Introduction to the Canada's Access to Medicines Regime

The Government of Canada is committed to improving access to drugs and medical devices that are needed to address public health problems afflicting many developing and least-developed countries, especially those resulting from HIV/AIDS, tuberculosis, malaria and other diseases. Canada's Access to Medicines Regime provides a framework within which eligible countries can import less expensive generic versions of patented drugs and medical devices. All products exported under the Regime must meet the same rigorous requirements for safety, effectiveness and quality as those authorized for the Canadian market.

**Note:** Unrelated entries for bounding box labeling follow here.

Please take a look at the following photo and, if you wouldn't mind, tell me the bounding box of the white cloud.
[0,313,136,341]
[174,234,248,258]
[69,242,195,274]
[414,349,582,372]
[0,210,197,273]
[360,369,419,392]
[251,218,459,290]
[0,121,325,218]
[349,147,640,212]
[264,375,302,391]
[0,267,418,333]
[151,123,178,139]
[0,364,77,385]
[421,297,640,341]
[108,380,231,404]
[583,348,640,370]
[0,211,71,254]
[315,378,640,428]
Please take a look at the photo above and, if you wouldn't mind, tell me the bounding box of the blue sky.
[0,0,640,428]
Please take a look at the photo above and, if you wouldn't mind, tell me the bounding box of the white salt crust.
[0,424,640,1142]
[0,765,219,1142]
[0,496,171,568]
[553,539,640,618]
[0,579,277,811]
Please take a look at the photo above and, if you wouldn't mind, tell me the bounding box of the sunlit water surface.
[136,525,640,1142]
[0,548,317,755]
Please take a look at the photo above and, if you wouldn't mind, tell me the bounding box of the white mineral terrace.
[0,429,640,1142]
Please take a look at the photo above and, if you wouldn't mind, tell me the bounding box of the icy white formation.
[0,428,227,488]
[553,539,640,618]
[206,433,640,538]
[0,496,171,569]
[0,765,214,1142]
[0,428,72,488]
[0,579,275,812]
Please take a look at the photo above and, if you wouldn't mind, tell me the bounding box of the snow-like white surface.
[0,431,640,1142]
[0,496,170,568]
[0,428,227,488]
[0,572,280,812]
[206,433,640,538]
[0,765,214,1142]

The Regime is based on a World Trade Organization decision that allows WTO countries, such as Canada, to authorize someone other than the patent holder to manufacture a lower cost version of a patented drug or medical device for export to developing countries that do not have the capacity to manufacture such products. Canada is one of the first countries to implement this decision, which means that generic medicines can now be exported from Canada to eligible countries that cannot produce them.

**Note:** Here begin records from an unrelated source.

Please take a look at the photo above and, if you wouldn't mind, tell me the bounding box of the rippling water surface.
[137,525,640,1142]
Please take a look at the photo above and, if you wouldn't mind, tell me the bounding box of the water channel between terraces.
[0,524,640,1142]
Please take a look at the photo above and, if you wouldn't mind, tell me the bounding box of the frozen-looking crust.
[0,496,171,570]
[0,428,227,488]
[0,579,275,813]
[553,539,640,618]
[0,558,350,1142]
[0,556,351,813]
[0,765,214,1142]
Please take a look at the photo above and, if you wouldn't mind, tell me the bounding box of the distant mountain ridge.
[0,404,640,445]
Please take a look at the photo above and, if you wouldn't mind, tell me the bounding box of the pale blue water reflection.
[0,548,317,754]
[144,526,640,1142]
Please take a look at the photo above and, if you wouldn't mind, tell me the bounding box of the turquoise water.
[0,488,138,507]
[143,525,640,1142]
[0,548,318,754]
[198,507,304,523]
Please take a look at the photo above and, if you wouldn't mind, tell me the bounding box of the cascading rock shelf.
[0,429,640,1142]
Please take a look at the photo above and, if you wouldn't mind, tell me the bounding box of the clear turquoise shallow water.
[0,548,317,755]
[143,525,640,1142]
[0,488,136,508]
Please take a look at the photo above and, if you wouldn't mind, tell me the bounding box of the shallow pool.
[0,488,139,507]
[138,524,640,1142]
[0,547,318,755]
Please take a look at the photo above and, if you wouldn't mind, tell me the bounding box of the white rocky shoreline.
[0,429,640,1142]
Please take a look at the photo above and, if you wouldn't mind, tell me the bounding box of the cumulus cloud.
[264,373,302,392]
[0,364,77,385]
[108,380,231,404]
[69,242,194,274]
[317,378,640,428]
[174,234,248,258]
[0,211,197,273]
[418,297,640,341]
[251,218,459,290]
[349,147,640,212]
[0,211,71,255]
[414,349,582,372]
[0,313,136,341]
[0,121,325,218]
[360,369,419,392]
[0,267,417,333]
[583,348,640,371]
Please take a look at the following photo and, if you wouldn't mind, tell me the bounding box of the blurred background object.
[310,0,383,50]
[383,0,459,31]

To use the Regime, eligible countries must make an arrangement with pharmaceutical companies based in Canada. Non-governmental organizations can help countries to obtain and distribute drugs and medical devices through the Regime and can also obtain and distribute generic drugs on their own. Eligible countries may be able to obtain funding to support their purchase of medicines, although not directly through Canada's Access to Medicines Regime.

The legislation upon which the Regime is based lists the pharmaceutical products eligible for export. These include drugs to treat HIV/AIDS, malaria, tuberculosis and other diseases. There are also measures in place for adding to the list of eligible products.

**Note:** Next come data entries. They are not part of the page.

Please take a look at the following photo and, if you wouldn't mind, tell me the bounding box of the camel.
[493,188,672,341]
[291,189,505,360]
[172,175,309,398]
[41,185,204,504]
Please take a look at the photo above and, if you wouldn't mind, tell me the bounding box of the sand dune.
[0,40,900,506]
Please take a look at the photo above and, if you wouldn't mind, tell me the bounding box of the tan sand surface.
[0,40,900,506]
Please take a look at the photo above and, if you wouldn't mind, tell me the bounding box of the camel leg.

Canada's Access to Medicines Regime complements other humanitarian efforts by the Government of Canada to assist least-developed and developing countries in responding to public health problems. For more detailed information, see Background. Countries and companies interested in finding out how they can participate in the Regime should follow the links to their sections of the information package, as provided here and in the menu on the left-hand side of each page.

Note: Under Canada's Food and Drugs Act and its associated Regulations, drugs are all pharmaceutical products, including prescription and non-prescription pharmaceuticals, and disinfectants and sanitizers with disinfectant claims, and biologics, including vaccines and biotechnology products, radiopharmaceuticals and genetic therapies. See Schedule 1 for a list of drugs and medical devices that have been authorized for export under Canada's Access to Medicines Regime.

Active pharmaceutical ingredients (API) are typically not regulated as drugs under the Food and Drugs Act and therefore, are not subject to Health Canada's regulatory review.